Killed a spider in the bath last night. Flicked on the bright white lights to piss and saw her over my shoulder in the mirror. Didn’t have my glasses on but the dark smudge in my periphery against the cream color shower wall was enough to trip the sensors. Didn’t think. Sorry girl. Circle of life.
It’s not fair. By all rights my blindness should have made me a dead evolutionary end long before I bumbled into this perfect specimen of natural selection. This elite predator lovingly honed by uncountable epochs, fast, cunning, patient, terrifyingly fecund, dazzling and starry-eyed. Didn’t matter. Snuffed out by a half-crippled nearsighted nerd. 300 million years of wondrous gripping setae defeated instantly by the slipperiness of cheap bathtub acrylic invented by some other nerd. Only one of those nerds is rich. Life’s not fair.
She was big, too. Altogether with legs, bigger than a half dollar. Those hefty silver discs we used to thrill to find as children, hold them in our tiny palm like some lost currency of giants. Or maybe not—maybe my nocturnal memory wants her bigger, hairier. Shelob devourer of children playing her unwitting role in my little insomniac drama.
Big enough for the paranoia to kick in. You know. Lying awake in bed, every darkish spot or slight rustle a hundred more of them. Maman died today. Now they want revenge. Twenty more years of bad luck. You think your luck can’t get worse but don’t tempt Athena, it always can.
Still thinking about it in the morning. Feels like some kind of betrayal. A revocation of a certain unspoken arrangement. She leaves me alone during the day, I leave her alone at night. She handles the mosquitoes and I pretend there aren’t fifty thousand of her kin in the walls. Win-win. I’m not David and I have no holy mission but she did her best to protect her modest ward. In those magical quiet hours between 2 and 5 AM the harried mother to millions could finally let down her hair. Enjoy a drink and ponder the many heroic deeds of her race. That’s the deal she carried like a passport deep in her pulsing haemolymph, thick and cold and blue.
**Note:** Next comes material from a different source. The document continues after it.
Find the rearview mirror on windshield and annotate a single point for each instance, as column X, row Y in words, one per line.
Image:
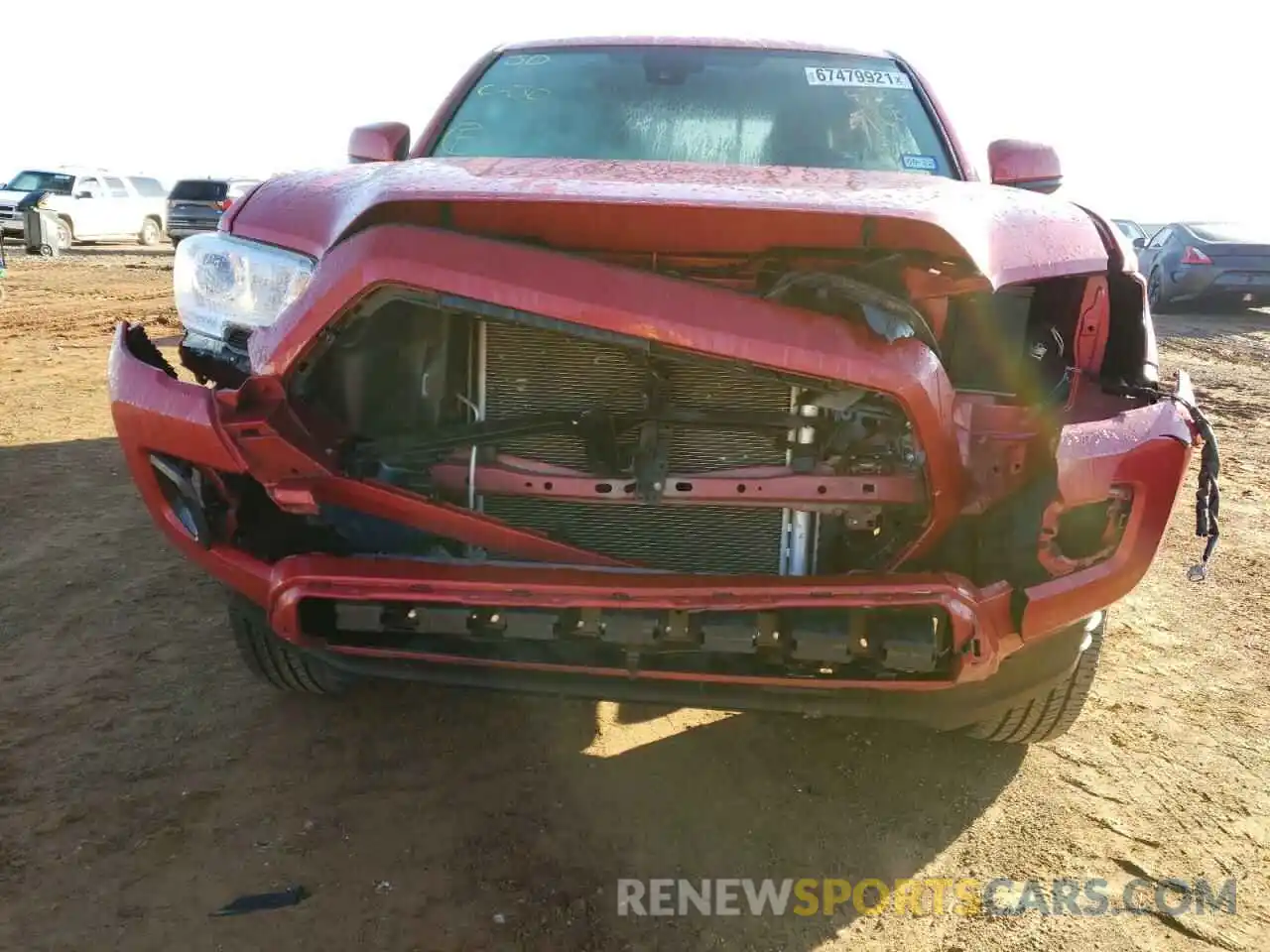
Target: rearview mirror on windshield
column 1029, row 166
column 379, row 143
Broke my end of the bargain. Changed my routine. Keep waking up around 3, 3:30, 4. Can’t get back to sleep. My mouth dry and my heart pounding. Never used to do that. Never used to remember my nightmares either, though I always knew they’d come around by the tightness in my chest, the patina of dread only slowly sloughing off in thin sharp flecks like rust. Now I do. Images and afterimages flashing in the dim moonlit premorning. The images fade but not the memories of the images, which are formed in the waking not the sleeping mind.
As a kid I was terrified of spiders but these days I wonder if I really was or if it was just something I was supposed to be. If it was my congenital terror searching for incarnate form and lighting upon one readymade and blameless. A scapegoat sought in the hazy borderlands between the natural and the mythological. Natural enough to be concrete fact, mythological enough to house all the inchoate fears of childhood. Claustrophobia, disintegration, abandonment, curses from jealous gods. The kinds of blind fears that expand to fill the space and shape of the vessel provided them. Maybe I just didn’t know yet how to fear what I was really afraid of. If you’re lucky you learn that later.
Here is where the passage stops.